Aditi Roychoudhury wrote:Thanks for the reply.
I had the understanding that the post-increment/decrement operators are evaluated only after the complete expression is evaluated and the value is returned.
Can someone please confirm this?
Thanks,
Aditi.
Aditi,
These are the fundamental rules regarding expressions with binary operators:
- Each operand in a binary operator must be fully evaluated before the operator acts on the operands.
- Operators are evaluated left to right (first the left operator, then the second operator.)
In your case, you have this:
x = x++ + x--;
You have quite a bit going on here, despite the apparent simplicity:
- An assignment operator.
- A numeric addition operator.
- A postincrement operator.
- A postdecrement operator.
The way this is evaluated is:
Before the assignment can take place, both the LHS (x) and the RHS (x++ + x--) must be evaluated.
For the RHS itself: both x++ and x-- must be evaluated before the addition can take place.

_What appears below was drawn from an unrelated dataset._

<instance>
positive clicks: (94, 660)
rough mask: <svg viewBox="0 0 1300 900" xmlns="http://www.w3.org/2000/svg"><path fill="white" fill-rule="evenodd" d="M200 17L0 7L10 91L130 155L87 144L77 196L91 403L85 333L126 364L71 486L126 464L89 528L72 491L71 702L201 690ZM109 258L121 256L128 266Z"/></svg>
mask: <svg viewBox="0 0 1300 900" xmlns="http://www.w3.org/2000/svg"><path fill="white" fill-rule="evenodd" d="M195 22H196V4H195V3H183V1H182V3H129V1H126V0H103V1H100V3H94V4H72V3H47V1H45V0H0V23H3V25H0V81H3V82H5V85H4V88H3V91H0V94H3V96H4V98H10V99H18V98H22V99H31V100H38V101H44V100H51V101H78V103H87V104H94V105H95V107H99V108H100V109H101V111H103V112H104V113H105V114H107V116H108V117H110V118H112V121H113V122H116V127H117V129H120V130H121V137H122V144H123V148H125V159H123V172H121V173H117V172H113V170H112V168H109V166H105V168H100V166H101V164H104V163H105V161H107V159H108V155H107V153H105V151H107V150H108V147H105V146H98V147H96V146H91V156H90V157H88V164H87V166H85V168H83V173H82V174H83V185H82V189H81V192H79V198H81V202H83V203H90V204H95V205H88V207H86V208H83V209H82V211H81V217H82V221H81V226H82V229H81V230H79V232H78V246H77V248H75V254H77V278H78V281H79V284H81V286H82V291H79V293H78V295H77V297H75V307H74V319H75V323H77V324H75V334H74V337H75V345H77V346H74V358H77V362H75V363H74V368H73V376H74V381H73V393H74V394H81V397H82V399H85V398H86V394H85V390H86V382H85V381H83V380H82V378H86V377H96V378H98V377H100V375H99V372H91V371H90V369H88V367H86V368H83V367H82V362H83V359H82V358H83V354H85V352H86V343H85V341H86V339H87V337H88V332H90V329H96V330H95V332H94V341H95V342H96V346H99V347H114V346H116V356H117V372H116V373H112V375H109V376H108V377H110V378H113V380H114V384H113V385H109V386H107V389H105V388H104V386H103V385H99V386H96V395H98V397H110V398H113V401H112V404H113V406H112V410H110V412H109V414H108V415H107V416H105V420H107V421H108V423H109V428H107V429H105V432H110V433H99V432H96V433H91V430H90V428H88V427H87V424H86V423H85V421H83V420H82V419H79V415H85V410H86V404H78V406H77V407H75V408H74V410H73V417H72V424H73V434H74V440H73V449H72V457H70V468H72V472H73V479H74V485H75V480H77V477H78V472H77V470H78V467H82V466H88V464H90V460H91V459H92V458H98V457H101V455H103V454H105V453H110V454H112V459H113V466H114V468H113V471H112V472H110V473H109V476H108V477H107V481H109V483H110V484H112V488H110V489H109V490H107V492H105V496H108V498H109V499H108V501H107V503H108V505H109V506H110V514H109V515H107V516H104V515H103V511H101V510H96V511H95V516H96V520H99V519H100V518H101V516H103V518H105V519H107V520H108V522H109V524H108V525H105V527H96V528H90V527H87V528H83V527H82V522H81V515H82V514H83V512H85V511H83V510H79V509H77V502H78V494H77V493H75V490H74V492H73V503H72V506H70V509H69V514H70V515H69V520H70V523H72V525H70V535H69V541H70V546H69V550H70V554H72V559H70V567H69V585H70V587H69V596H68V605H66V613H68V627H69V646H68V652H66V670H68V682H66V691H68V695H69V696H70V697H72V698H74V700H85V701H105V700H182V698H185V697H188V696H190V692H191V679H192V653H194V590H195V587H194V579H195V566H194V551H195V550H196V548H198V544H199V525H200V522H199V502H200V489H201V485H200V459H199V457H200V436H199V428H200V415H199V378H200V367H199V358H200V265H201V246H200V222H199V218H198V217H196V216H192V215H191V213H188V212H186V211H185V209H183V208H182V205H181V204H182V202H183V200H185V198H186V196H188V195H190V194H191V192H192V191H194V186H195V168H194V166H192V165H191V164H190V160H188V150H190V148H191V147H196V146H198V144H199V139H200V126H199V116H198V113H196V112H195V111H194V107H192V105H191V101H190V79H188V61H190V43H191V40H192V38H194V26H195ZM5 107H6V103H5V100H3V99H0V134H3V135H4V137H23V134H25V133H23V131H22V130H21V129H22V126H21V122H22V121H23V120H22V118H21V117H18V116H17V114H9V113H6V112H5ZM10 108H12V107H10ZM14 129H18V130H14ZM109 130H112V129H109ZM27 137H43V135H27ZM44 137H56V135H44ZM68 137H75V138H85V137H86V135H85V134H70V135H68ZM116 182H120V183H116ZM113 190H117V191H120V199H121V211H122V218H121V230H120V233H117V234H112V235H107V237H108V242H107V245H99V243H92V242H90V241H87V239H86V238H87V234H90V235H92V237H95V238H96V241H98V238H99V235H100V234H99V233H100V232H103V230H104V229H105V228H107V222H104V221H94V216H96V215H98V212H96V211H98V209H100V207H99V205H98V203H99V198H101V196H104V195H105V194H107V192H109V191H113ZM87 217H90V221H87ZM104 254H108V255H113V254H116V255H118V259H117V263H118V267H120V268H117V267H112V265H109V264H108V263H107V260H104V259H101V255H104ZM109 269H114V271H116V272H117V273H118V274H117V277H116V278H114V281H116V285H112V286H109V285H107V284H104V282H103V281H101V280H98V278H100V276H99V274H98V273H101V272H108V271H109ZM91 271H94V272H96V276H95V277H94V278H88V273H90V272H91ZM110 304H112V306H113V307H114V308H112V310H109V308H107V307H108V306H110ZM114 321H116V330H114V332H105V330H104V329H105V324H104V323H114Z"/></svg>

So x++ is evaluated (changes value of x to 46 and evaluates to 45,) x-- is evaluated (changes value of x to 45 and evaluates to 46,) and then the addition is performed (45 + 46, which equals 91.)
Then 91 is assigned to the variable x (the evaluation of the LHS of the assignment operator.
Analyzing it this way might seem overkill, but if you are systematic you will be able to reach sounder conclusions, especially with expressions that contain side effects like this one (or even more complex expressions.)